Hi,
We've recently run into an issue with libvirt 1.2.17 in the context of an
OpenStack deployment.
Occasionally after doing live migrations from a compute node with libvirt 1.2.17
to a compute node with libvirt 2.0.0 we see libvirtd on the 1.2.17 side stop
responding. When this happens, if you run a command like "sudo virsh list" then
it just hangs waiting for a response from libvirtd.
Running "ps -elfT|grep libvirtd" shows many threads waiting on a futex, but two
threads in poll_schedule_timeout() as part of the poll() syscall. On a non-hung
libvirtd I only see one thread in poll_schedule_timeout().
If I kill and restart libvirtd (this took two tries, it didn't actually die the
first time) then the problem seems to go away.

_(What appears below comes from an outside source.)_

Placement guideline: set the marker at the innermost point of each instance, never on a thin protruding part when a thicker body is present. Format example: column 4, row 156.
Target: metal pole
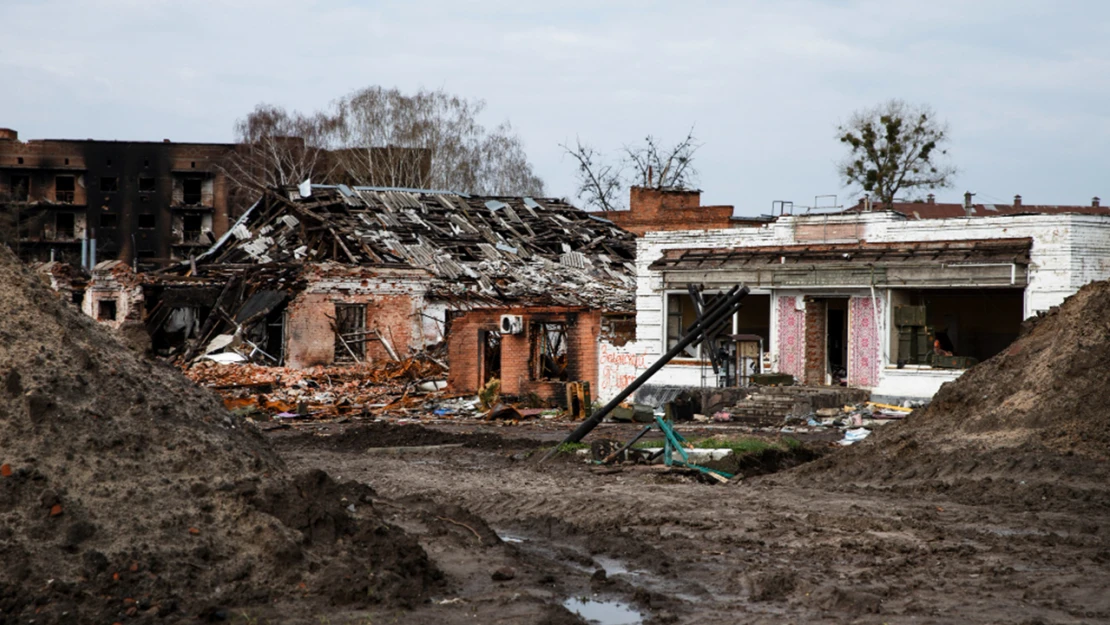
column 695, row 334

I just tried attaching gdb to the "hung" libvirtd process and running
"thread
apply all backtrace". This printed backtraces for the threads, including the
one that was apparently stuck in poll():
Thread 17 (Thread 0x7f0573fff700 (LWP 186865)):
#0 0x00007f05b59d769d in poll () from /lib64/libc.so.6
#1 0x00007f05b7f01b9a in virNetClientIOEventLoop () from /lib64/libvirt.so.0
#2 0x00007f05b7f0234b in virNetClientSendInternal () from /lib64/libvirt.so.0
#3 0x00007f05b7f036f3 in virNetClientSendWithReply () from /lib64/libvirt.so.0
#4 0x00007f05b7f04eb3 in virNetClientStreamSendPacket () from /lib64/libvirt.so.0
#5 0x00007f05b7ed8db5 in remoteStreamFinish () from /lib64/libvirt.so.0
#6 0x00007f05b7ec7eaa in virStreamFinish () from /lib64/libvirt.so.0
#7 0x00007f059bd9323d in qemuMigrationIOFunc () from
/usr/lib64/libvirt/connection-driver/libvirt_driver_qemu.so
#8 0x00007f05b7e09aa2 in virThreadHelper () from /lib64/libvirt.so.0
#9 0x00007f05b5cb4dc5 in start_thread () from /lib64/libpthread.so.0
#10 0x00007f05b59e1ced in clone () from /lib64/libc.so.6
Interestingly, when I hit "c" to continue in the debugger, I got this:
(gdb) c
Continuing.
Program received signal SIGPIPE, Broken pipe.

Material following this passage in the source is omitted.